During World War I Harriet Fordyce worked with the American Red Cross in France as an ambulance driver and nurse's aide. Upon her return to her beloved Hazelwood she threw herself into the care of her 40 acres and more of landscaped gardens. She and her husband had no children.
The Fordyces enjoyed close connections with many of the Jesuits at Saint Louis University, and Samuel Fordyce converted to Catholicism before his death. In 1959 Harriet Fordyce contributed $1, 050,000 to help the University acquire 22.5 acres in the Mill Creek Valley for campus expansion. The University agreed to rename the north campus Frost Campus in honor of Fordyce's father, General Frost, who had commanded Camp Jackson at the site, and to build a memorial to the general. In consequence, the statue of Nathaniel Lyon, General Frost's adversary at Camp Jackson, that already existed at the intersection of Grand Boulevard and West Pine Street was moved to what is now Lyon Park at the foot of Arsenal Street near the Anheuser-Busch brewery complex.
Harriet Fordyce also funded a chapel for St. John's College in Belize (British Honduras) and a chair of psychiatry at Saint Louis University. She received the Fleur-de-Lis, the University's highest service award, and was named a Foundress of the Society of Jesus, the highest honor bestowed by the order.

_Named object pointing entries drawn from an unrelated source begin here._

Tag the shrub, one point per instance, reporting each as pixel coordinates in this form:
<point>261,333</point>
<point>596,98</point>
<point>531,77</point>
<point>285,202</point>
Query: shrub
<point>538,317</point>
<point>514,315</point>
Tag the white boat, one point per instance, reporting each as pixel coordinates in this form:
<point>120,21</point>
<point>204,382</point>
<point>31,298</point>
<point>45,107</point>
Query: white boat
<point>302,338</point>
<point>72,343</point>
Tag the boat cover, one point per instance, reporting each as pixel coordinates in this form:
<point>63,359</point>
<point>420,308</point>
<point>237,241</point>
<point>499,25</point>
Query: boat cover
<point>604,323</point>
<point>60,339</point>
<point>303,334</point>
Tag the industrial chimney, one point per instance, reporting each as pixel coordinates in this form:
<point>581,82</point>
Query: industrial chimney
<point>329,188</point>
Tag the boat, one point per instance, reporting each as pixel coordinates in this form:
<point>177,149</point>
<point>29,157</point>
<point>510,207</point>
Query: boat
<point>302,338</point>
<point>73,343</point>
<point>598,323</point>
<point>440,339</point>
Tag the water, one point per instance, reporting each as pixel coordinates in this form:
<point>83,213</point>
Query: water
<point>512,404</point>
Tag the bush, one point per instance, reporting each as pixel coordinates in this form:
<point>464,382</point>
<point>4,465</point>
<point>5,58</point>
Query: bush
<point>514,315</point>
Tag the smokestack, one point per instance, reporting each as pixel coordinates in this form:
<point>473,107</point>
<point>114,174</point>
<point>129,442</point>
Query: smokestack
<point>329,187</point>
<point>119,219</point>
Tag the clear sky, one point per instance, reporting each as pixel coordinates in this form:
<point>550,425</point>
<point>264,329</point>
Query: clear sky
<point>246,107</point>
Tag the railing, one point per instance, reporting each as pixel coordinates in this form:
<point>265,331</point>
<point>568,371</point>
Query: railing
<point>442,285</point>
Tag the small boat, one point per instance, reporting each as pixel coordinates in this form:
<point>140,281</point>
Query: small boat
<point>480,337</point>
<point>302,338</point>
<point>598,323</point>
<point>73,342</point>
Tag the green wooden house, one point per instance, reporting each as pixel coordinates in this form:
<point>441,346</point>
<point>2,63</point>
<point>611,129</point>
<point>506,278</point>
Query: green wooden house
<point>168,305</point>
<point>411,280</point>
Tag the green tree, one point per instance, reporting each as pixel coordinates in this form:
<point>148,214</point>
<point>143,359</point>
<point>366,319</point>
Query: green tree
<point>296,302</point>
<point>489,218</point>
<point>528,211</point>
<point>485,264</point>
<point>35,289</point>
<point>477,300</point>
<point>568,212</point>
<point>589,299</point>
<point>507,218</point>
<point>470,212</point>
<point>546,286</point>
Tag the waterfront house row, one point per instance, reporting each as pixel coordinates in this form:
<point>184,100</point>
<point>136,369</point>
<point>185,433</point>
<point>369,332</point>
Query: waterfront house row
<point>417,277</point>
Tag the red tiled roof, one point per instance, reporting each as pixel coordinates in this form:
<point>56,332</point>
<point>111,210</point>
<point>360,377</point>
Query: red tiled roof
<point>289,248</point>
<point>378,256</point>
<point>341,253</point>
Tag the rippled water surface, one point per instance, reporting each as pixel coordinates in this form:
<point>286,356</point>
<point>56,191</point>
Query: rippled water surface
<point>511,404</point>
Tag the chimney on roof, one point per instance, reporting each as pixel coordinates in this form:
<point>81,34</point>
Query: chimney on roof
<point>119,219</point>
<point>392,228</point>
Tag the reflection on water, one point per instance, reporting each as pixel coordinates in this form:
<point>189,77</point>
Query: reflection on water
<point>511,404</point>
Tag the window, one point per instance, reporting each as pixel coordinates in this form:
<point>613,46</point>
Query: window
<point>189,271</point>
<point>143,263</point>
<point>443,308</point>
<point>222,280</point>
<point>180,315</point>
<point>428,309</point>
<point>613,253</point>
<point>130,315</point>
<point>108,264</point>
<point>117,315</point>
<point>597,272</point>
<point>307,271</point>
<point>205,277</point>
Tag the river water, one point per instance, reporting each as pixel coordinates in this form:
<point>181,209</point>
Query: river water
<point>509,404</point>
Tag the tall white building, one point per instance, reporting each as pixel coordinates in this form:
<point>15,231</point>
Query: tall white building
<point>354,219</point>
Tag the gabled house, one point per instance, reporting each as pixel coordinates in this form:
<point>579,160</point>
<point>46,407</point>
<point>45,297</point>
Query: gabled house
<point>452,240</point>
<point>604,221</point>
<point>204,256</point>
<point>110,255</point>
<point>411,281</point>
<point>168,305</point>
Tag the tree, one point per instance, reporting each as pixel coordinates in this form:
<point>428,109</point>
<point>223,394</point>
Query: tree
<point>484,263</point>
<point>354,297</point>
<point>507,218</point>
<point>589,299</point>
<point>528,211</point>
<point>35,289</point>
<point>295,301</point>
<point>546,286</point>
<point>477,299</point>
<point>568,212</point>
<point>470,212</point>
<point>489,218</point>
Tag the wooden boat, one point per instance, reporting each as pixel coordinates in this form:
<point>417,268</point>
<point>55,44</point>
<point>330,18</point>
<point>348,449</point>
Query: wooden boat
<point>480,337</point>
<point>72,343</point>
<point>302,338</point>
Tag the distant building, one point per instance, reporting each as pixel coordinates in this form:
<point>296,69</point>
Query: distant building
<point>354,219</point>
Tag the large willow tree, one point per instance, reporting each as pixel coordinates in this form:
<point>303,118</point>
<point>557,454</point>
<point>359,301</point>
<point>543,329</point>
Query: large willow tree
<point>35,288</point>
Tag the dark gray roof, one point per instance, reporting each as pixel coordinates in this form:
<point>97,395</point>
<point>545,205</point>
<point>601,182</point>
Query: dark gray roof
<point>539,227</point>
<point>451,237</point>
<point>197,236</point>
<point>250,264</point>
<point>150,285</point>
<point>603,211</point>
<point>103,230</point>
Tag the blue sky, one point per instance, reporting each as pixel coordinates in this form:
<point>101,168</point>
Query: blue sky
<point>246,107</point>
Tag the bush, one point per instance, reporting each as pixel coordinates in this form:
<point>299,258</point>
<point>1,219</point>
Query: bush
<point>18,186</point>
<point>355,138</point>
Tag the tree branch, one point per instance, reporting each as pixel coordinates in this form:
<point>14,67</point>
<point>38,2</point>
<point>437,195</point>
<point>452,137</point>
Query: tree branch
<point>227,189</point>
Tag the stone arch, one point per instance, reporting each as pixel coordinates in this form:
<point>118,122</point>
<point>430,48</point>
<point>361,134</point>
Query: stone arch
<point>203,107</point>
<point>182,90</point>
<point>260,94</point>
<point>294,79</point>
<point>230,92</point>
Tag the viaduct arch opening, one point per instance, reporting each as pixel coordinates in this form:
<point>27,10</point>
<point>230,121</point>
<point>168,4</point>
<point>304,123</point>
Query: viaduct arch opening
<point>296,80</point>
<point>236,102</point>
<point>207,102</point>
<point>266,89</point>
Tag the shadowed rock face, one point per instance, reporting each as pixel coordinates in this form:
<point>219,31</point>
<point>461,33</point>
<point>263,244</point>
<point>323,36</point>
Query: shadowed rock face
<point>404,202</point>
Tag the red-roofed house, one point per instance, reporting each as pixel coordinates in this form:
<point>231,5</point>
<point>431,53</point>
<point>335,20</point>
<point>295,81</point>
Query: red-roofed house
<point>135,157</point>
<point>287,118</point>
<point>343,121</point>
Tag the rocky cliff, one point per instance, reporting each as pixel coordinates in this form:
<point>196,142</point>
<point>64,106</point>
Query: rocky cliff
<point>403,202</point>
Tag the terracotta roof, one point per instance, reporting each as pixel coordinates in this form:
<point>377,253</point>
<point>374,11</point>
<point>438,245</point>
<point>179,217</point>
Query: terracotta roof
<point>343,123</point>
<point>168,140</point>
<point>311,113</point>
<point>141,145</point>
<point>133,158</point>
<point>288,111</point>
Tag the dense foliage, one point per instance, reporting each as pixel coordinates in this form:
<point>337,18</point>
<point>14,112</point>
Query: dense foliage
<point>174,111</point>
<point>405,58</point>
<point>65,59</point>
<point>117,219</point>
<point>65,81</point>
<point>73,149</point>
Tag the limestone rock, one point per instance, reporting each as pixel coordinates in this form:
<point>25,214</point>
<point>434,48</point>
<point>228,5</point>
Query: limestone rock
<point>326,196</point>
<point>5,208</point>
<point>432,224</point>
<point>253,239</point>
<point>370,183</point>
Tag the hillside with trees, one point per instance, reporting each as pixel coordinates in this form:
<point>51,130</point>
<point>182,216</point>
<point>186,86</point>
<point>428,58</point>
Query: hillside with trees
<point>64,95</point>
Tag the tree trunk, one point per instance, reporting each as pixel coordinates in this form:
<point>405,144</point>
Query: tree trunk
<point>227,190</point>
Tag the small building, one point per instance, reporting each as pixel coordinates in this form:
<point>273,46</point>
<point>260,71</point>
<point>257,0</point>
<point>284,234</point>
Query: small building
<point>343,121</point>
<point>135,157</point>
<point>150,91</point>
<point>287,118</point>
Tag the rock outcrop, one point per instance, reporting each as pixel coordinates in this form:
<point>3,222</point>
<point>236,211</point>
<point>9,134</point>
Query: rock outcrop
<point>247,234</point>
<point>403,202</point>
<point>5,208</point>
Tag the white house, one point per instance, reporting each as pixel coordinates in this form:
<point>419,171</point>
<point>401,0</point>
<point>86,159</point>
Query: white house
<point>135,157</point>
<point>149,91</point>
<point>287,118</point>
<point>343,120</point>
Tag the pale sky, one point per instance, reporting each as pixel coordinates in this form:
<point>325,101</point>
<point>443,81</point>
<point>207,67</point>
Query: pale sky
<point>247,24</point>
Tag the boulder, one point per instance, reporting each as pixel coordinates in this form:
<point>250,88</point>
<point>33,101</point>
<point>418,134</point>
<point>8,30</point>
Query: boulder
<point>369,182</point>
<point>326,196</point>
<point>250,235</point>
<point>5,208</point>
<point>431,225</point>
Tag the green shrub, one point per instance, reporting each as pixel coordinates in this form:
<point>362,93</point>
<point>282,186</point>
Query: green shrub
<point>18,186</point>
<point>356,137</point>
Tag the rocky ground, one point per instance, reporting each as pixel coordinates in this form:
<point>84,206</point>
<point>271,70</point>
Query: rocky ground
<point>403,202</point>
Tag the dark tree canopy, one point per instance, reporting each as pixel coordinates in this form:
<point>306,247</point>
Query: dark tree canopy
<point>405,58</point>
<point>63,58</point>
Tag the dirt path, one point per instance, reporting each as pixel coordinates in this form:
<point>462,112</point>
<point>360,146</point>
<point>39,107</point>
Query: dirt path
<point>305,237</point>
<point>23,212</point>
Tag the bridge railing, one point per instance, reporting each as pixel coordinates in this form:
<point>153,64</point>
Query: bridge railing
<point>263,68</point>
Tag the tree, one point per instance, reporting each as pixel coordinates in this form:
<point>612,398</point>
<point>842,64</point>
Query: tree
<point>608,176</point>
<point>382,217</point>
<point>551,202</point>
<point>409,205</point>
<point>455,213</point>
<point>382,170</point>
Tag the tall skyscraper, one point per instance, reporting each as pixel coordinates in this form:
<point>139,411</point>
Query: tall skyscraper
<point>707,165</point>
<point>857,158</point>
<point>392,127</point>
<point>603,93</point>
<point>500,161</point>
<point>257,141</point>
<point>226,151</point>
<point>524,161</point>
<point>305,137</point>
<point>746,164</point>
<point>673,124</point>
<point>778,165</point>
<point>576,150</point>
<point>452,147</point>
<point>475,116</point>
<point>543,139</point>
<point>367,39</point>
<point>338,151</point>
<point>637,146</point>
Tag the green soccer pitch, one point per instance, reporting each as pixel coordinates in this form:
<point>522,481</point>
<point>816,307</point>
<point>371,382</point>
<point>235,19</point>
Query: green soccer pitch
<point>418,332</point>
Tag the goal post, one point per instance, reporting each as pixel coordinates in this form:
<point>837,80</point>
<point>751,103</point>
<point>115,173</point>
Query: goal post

Harriet Frost Fordyce died in 1960, having agreed that Hazelwood, whose peace and solitude was being ruined by its proximity to Lambert International Airport, should be sold and the proceeds used to purchase a new retreat site for the Jesuits. The present Fordyce House is located off Telegraph Road in south St. Louis County with a view from the 150 -foot high bluffs of the Mississippi River. It is now used for training, continuing education programs, and as a point of contact for the University with the business and civic communities.